🧭 Why Trade-Offs Matter in System Design

In system design, there's no perfect solution. Every decision is a trade-off.

Want high speed? You might sacrifice consistency.

Want high availability? You might accept stale data.

To make smart trade-offs — especially in interviews — you need to understand the qualities we're balancing. These qualities are called Non-Functional Requirements (NFRs).

They don't describe what the system does. They describe how well it behaves.

✅ 1. Availability

What it means:

Is the system up and reachable when users need it?

How we measure it:

Availability is often expressed in "nines":

99.9% = ~8 hours of downtime per year

99.999% = ~5 minutes of downtime per year

Real-world example:

Google Search is available almost all the time. Even if one data center fails, traffic is rerouted instantly.

Techniques to improve availability:

Redundancy (multiple servers or replicas)

Load balancing (distribute traffic across healthy servers)

Health checks and automatic failover

Multi-region deployment

Why it matters: If your system isn't available, users can't use it — no matter how good your features are.

✅ 2. Reliability

What it means:

Does the system behave correctly over time?

Analogy:

A calculator that's always on but sometimes gives wrong answers is unreliable.

Real-world example:

When you order something from Amazon, you expect it to be placed once, charged once, and shipped once — no duplicates or silent failures.

Techniques to improve reliability:

Data validation

Durable storage (e.g., write-ahead logs, replication)

Monitoring and alerting

Idempotency (safe retries without duplicate effects)

Why it matters: A system that's unreliable breaks trust — and trust is everything in software.

✅ 3. Scalability

What it means:

Can the system handle growth — more users, more data, more traffic?

Two types of scaling:

Vertical scaling:

Add more power to one machine (like upgrading your laptop)

Horizontal scaling:

Add more machines and split the work (like hiring more chefs in a busy kitchen)

Real-world example:

Instagram handles billions of photo uploads. It scales horizontally across servers and regions.

Techniques to improve scalability:

Sharding (split data across partitions)

Load balancing

Caching

Queues (to smooth out traffic spikes)

Why it matters: Scalability ensures your system doesn't collapse when demand grows.

✅ 4. Throughput

What it means:

How much work can your system handle per second? It's about volume — not speed.

Analogy:

A toll booth that processes 100 cars per minute has high throughput. If it only handles 5, traffic jams.

Real-world example:

Stripe processes thousands of payments every second. YouTube streams petabytes of video every minute.
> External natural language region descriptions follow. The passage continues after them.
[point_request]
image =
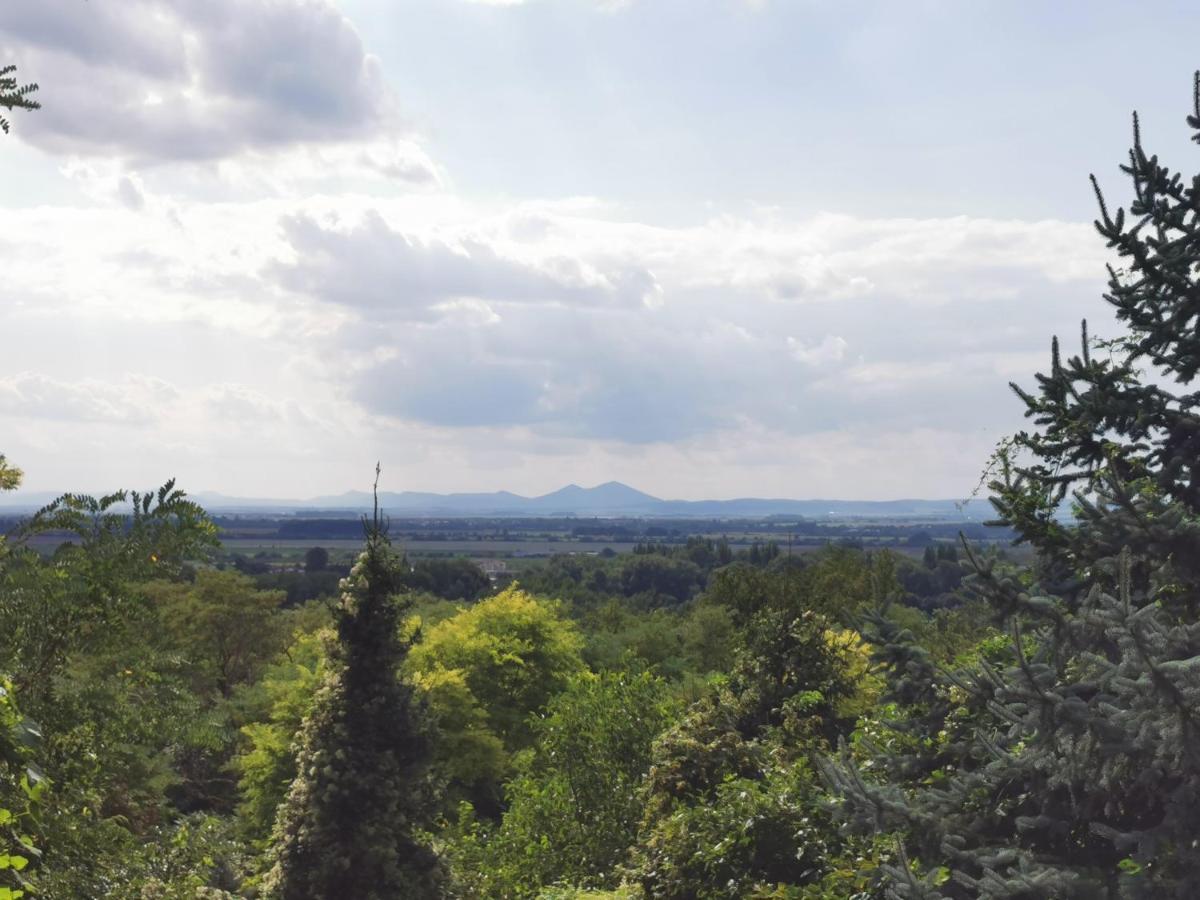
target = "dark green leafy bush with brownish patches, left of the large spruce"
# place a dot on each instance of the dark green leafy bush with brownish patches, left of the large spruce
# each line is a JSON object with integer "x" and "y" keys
{"x": 731, "y": 806}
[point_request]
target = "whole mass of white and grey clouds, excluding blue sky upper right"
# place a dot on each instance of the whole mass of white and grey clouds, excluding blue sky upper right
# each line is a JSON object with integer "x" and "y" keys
{"x": 263, "y": 283}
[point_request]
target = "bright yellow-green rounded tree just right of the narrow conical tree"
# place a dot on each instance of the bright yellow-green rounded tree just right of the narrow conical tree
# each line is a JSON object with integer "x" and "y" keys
{"x": 513, "y": 652}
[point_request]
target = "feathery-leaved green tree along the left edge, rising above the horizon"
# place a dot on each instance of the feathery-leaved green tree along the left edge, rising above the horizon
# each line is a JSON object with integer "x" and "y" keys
{"x": 83, "y": 645}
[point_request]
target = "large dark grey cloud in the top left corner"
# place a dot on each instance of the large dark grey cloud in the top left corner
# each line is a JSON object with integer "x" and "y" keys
{"x": 163, "y": 81}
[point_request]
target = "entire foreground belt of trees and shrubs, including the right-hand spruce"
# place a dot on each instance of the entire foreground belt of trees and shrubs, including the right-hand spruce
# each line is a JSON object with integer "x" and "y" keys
{"x": 687, "y": 721}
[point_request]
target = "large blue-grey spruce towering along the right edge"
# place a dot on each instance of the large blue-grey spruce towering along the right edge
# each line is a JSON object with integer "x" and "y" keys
{"x": 1067, "y": 764}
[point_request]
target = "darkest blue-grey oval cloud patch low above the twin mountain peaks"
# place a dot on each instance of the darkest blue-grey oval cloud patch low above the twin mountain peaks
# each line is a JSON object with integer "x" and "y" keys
{"x": 566, "y": 373}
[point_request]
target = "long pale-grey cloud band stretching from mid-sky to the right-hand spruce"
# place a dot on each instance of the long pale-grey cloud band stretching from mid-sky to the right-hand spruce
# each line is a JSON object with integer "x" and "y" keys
{"x": 710, "y": 362}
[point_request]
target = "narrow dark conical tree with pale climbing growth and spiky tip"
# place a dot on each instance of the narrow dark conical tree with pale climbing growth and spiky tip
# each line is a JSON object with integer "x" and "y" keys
{"x": 350, "y": 826}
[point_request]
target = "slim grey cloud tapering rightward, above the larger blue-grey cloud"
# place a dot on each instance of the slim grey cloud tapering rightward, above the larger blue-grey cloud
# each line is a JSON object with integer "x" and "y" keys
{"x": 373, "y": 267}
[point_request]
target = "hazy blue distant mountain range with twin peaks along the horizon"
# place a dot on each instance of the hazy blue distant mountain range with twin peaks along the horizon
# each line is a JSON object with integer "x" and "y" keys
{"x": 605, "y": 501}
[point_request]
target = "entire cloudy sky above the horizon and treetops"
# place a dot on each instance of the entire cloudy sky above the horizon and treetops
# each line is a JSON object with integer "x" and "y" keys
{"x": 712, "y": 250}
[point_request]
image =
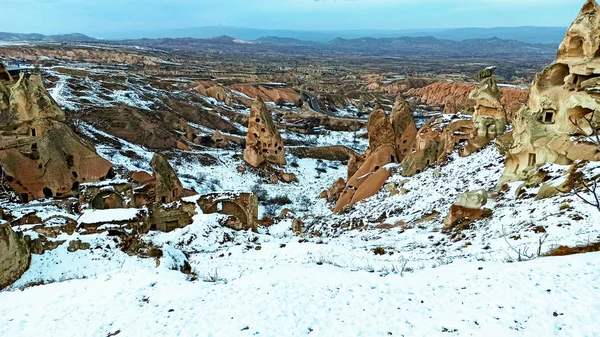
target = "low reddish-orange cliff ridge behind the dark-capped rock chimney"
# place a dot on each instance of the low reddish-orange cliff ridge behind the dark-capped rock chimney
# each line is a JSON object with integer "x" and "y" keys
{"x": 455, "y": 96}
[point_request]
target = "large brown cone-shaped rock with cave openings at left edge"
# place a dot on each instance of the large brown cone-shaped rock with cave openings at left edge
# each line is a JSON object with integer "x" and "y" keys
{"x": 40, "y": 155}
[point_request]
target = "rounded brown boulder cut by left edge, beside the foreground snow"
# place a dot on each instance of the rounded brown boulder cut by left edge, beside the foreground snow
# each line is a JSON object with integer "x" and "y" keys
{"x": 15, "y": 256}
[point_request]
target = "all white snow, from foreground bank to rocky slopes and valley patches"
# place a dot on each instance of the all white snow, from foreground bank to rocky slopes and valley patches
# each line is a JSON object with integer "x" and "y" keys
{"x": 327, "y": 281}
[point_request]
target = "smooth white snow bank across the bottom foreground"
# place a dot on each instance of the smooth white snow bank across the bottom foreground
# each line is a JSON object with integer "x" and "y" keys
{"x": 539, "y": 298}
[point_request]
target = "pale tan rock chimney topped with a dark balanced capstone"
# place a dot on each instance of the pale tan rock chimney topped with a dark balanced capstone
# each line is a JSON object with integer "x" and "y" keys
{"x": 489, "y": 116}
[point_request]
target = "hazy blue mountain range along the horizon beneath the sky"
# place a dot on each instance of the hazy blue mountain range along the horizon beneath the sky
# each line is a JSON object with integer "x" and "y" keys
{"x": 549, "y": 35}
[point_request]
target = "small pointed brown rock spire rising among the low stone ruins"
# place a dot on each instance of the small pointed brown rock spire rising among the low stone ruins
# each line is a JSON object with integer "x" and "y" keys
{"x": 167, "y": 186}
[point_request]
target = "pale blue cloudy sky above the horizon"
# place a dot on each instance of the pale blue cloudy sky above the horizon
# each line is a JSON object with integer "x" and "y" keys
{"x": 97, "y": 16}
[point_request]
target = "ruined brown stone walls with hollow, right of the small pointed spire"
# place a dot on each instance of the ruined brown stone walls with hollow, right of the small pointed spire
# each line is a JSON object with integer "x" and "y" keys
{"x": 241, "y": 207}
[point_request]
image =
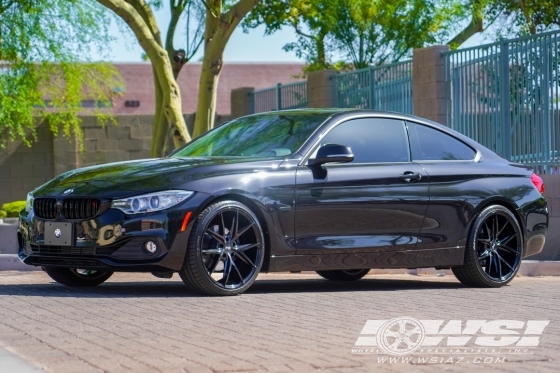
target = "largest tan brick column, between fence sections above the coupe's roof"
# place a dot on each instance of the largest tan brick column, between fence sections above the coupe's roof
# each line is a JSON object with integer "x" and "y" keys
{"x": 428, "y": 83}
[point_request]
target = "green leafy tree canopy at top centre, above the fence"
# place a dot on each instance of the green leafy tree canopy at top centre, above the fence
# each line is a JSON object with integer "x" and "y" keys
{"x": 361, "y": 31}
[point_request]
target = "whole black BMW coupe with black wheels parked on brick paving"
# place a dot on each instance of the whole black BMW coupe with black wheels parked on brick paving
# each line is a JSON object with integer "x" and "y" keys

Techniques to improve throughput:

Parallelism (multiple workers handle tasks)

Batching (group tasks to reduce overhead)

Asynchronous processing (don't block on slow tasks)

Efficient protocols (like gRPC or QUIC)

Why it matters: High throughput means your system can handle heavy traffic without choking.

✅ 5. Fault Tolerance

What it means:

Can the system survive failures and keep running?

Analogy:

A bridge that still works even if one pillar collapses — that's fault tolerance.

Real-world example:

Netflix randomly shuts down servers to test fault tolerance. Their system keeps working even when parts fail.

Techniques to improve fault tolerance:

Replication (multiple copies of data)

Circuit breakers (stop cascading failures)

Graceful degradation (partial service instead of total failure)

Retry with backoff (handle temporary errors without overwhelming the system)

Why it matters: Failures are inevitable. Fault tolerance makes sure they don't take down your whole system.

✅ 6. Maintainability

What it means:

How easy is it to fix, change, or improve the system?

Analogy:

A car with modular parts is easier to repair than one that needs a specialist for every fix.

Real-world example:

GitHub uses modular microservices — teams can update features independently. Enterprise CRMs must be easy to customize and debug.

Techniques to improve maintainability:

Clean abstractions (hide complexity)

Modular design (isolate components)

Documentation

Logging and observability

Separation of concerns

Why it matters: Maintainable systems evolve faster, break less, and are easier to debug.

🔗 How These NFRs Are Interlinked

NFR A	Related To	Why They're Linked
Availability	Fault Tolerance	Faults must be handled to stay available
Reliability	Fault Tolerance	Surviving failures keeps data safe
Scalability	Throughput	More machines = more capacity
Maintainability	Reliability	Easier fixes = fewer bugs

🧠 Final Thought

Non-functional requirements are the compass of system design. They help us build systems that aren't just functional — they're fast, reliable, scalable, and resilient. As we move forward in this course, we'll explore the techniques that help us achieve these goals — one trade-off at a time.